BAFs and other hybrid funds adjust their equity and debt exposure based on valuation and other market indicators. Fund managers say this dynamic approach has helped reduce downside risk and improve investor confidence.
“Every BAF or hybrid fund uses different variables to determine allocation,” Toshniwal said. “But valuation is the primary parameter. Typically, these funds reduce equity exposure as valuations rise and increase it when valuations drop.”
Hybrid funds are also seen as a suitable entry point for first-time or conservative investors. “Volatility often causes psychological fear, leading investors to exit the market prematurely,” he said. “BAFs offer a balanced alternative by mitigating risk while maintaining potential for growth.”

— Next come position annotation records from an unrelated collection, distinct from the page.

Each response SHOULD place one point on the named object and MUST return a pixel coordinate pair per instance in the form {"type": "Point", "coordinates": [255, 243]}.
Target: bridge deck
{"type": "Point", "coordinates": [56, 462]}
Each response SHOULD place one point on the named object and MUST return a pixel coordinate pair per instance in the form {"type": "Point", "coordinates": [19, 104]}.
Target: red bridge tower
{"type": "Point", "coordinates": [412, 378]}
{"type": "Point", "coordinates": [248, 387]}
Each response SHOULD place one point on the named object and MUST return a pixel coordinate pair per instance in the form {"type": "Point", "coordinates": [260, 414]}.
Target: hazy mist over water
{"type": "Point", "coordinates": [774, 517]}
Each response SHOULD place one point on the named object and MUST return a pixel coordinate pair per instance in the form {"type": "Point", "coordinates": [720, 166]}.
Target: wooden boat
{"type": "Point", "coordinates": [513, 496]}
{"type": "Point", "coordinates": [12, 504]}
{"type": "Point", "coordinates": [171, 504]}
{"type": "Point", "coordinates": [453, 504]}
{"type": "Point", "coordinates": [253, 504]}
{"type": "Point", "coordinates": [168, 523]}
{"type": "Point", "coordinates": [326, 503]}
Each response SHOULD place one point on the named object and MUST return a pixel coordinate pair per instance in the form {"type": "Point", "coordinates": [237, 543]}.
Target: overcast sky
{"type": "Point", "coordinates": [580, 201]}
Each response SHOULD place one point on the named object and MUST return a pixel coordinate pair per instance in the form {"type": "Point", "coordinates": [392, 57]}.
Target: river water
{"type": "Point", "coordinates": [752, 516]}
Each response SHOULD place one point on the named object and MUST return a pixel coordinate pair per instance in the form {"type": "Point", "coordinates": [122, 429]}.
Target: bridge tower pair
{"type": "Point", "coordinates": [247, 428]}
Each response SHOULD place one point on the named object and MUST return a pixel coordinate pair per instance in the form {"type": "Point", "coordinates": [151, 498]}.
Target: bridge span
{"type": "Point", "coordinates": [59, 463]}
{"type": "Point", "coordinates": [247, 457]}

Fund managers note that a growing number of investors are turning to hybrid funds for three key reasons: to gradually enter equities, to seek returns above inflation, and due to the belief that equities have historically delivered better long-term returns.

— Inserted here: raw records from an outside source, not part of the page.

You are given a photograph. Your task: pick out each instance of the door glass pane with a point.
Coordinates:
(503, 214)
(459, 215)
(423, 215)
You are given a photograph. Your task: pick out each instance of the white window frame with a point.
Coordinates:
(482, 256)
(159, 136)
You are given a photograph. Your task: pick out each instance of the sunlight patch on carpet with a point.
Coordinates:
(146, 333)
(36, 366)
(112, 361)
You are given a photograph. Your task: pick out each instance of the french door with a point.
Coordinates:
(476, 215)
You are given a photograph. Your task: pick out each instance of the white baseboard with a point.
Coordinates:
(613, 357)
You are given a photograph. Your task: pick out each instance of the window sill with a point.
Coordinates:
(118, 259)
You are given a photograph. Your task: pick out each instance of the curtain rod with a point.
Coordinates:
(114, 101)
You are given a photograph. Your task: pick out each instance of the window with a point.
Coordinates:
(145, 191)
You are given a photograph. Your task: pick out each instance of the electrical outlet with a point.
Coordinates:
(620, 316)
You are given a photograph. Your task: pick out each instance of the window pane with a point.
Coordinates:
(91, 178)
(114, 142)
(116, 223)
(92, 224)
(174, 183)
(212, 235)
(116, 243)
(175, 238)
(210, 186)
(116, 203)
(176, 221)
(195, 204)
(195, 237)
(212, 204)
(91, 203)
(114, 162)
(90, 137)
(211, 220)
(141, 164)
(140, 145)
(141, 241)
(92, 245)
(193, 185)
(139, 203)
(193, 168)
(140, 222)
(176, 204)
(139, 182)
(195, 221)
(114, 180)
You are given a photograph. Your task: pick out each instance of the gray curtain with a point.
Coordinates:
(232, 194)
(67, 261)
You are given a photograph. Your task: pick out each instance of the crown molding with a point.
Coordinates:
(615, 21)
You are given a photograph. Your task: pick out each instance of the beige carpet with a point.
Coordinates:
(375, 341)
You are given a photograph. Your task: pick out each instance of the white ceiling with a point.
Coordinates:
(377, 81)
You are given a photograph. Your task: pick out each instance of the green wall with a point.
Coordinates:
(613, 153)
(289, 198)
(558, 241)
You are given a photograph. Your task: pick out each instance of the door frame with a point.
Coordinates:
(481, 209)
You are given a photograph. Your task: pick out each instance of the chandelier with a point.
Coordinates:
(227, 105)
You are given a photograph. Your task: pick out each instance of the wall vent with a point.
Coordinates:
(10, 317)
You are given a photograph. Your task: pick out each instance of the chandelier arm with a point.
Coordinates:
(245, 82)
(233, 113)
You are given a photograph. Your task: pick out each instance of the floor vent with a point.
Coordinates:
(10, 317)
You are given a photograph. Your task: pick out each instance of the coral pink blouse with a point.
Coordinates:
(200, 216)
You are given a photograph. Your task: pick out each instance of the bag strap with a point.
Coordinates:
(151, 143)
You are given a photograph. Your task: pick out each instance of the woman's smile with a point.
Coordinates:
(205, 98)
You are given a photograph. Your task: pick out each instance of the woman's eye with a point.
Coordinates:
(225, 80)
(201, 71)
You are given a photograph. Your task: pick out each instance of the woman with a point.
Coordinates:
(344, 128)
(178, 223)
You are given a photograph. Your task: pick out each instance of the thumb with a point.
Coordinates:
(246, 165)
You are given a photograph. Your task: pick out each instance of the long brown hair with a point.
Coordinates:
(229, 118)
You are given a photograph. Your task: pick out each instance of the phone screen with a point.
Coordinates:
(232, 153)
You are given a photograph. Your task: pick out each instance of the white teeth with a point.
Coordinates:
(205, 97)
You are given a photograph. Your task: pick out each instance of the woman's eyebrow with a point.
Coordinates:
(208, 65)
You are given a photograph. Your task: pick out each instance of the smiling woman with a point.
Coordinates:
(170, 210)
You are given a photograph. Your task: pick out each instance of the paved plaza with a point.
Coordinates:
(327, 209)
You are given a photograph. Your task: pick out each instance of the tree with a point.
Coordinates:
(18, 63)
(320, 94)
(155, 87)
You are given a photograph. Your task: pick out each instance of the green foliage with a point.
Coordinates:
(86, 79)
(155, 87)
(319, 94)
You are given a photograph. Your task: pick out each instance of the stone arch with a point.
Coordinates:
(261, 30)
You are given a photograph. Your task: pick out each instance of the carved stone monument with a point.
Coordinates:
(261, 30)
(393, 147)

Commenting on the role of dynamic asset allocation, Harish Krishnan, Co-CIO and Head – Equity, Aditya Birla Sun Life AMC, said, “Asset allocation is about having a disciplined framework to book profits when everything seems to be going well, and to increase allocation when the margin of safety improves.”
He cited the example of the Aditya Birla Sun Life Balanced Advantage Fund, which increased equity exposure from 38% in mid-October 2024 to around 70% by mid-March 2025, during a period of rising pessimism.
“It is this dynamic allocation that helps protect the downside while participating in eventual market recovery,” Krishnan said.
While fund houses use different models to manage these strategies, most rely heavily on valuation metrics. According to industry experts, this method helps avoid sharp drawdowns and supports long-term investing discipline, particularly in unpredictable markets.